Some of the northeast of the Central Governorate has been swallowed-up by the Capital Governorate, but most of the Central Governorate has been incorporated by an expanded Southern Governorate, increasing the population size in each of the revised Southern constituencies.
Particularly in many of the Southern and Muharraq constituencies, numerous candidates have already registered, with around 150 candidates in total so far and many more likely to register before the deadline. The majority are independent candidates, as many major political blocs still haven’t confirmed how they will participate.
Within the opposition the constituency boundary changes has triggered intense debate about whether to participate in the elections with some of the smaller societies already signaling they may stand.
1) Capital Governorate
The Capital Governorate has expanded from eight to ten constituencies and there have been significant changes in the existing constituencies.
Six of the eight original constituencies (2nd district, 3rd, 4th, 5th, 7th & 8th) were opposition strongholds held by Al-Wefaq until its withdrawal from Parliament in 2011.
The 1st district along the northeast coastline and the 6th district (to be reconstituted) have been held by loyalist independents.
Under the new constituencies, the 1st and 4th districts are in traditionally loyalist, largely Sunni areas. For example, the reconstituted 4th district is centred around the main Al-Fateh Mosque and prosperous Juffair region and includes areas like Adliya, a thriving centre for culture, the arts and the hospitality industry. The redrawing of this 4th district has left three sitting MPs fighting over the same seat alongside several other rival candidates.

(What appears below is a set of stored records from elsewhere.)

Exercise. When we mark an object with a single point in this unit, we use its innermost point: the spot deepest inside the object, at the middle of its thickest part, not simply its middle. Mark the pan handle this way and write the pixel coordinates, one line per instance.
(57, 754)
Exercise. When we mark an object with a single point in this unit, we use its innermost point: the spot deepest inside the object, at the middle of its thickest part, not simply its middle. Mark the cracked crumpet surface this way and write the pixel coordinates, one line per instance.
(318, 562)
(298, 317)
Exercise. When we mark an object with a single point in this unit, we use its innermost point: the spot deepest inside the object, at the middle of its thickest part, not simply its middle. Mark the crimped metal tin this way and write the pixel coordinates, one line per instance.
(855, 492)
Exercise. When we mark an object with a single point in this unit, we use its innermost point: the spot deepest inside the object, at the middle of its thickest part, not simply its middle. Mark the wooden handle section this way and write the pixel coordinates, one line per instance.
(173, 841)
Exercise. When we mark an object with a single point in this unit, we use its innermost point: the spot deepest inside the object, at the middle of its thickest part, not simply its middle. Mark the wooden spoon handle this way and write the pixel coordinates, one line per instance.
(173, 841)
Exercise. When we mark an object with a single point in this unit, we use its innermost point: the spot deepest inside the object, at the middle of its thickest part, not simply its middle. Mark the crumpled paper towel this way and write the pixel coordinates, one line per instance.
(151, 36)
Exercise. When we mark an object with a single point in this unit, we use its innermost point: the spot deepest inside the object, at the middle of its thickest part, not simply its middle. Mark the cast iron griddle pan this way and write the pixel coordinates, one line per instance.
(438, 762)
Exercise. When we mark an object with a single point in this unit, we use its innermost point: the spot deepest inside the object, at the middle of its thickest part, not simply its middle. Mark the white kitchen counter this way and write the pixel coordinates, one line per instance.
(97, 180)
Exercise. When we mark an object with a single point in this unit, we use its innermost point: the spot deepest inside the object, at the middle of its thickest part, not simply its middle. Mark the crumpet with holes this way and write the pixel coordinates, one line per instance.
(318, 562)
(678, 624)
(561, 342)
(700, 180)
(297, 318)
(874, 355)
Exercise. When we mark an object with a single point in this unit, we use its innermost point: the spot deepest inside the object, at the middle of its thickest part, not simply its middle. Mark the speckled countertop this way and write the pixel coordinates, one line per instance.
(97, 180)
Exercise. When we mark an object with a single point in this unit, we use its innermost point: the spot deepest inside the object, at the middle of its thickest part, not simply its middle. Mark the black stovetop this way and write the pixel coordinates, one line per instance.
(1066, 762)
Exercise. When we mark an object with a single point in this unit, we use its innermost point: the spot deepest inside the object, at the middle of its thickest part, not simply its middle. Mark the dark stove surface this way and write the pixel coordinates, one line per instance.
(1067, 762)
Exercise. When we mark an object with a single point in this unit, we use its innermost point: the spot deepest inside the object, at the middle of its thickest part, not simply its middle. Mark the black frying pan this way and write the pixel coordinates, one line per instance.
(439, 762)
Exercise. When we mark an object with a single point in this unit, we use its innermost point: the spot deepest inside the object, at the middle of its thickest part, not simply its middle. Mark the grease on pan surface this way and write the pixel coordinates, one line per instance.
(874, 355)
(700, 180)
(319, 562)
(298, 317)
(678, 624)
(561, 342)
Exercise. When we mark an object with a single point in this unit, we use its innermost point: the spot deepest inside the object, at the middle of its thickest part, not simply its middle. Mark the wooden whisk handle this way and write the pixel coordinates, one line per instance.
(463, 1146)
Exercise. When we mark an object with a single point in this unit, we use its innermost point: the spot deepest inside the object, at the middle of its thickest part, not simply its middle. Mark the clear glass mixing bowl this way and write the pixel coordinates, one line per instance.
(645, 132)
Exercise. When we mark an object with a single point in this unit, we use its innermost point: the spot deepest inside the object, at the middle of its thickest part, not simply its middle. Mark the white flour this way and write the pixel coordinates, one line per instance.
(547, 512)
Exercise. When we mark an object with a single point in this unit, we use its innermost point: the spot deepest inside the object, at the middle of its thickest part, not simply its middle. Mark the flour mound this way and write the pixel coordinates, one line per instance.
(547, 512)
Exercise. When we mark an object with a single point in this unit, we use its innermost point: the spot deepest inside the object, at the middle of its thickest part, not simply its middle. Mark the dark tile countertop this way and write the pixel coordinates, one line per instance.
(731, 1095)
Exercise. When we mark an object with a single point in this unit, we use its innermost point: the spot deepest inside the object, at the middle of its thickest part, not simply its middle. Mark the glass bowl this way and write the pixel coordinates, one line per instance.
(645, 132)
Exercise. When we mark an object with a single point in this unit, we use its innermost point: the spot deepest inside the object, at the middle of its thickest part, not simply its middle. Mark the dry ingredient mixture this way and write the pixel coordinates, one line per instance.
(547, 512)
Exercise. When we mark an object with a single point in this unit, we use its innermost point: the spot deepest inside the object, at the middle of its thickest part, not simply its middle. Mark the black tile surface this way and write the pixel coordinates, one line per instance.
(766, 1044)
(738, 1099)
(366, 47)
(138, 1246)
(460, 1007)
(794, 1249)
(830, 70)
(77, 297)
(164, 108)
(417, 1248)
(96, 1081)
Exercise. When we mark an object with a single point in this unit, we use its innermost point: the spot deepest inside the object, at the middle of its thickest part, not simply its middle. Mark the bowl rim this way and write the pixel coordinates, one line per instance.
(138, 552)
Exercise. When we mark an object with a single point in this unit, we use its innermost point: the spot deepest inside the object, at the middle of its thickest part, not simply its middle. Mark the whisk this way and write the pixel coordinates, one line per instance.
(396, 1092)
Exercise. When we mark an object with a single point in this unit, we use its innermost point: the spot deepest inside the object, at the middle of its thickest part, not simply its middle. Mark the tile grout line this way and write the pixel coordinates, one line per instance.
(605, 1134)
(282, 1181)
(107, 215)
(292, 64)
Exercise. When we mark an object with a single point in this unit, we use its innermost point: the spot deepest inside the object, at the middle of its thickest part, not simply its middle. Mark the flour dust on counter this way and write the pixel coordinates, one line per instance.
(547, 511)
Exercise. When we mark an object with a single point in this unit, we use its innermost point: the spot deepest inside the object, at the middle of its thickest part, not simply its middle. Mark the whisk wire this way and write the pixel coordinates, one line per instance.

In the remaining areas, including in the two constituencies (9th & 10th districts) taken from the defunct Central governorate, the opposition – if it decided to participate – would be expected to perform well; particularly in opposition heartlands like Sanabis and Karbabad (5th district – also including Seef); Khamis, Adhari and Sehla (6th district); and Nabih Saleh and Sitra (8th district).
Mixed population areas where constituency borders have changed like the 2nd district in central Manama, may be less predictable and therefore will be hotly contested. There are already around 20 candidates contesting the three districts covering central and east Manama (2nd, 4th & 5th)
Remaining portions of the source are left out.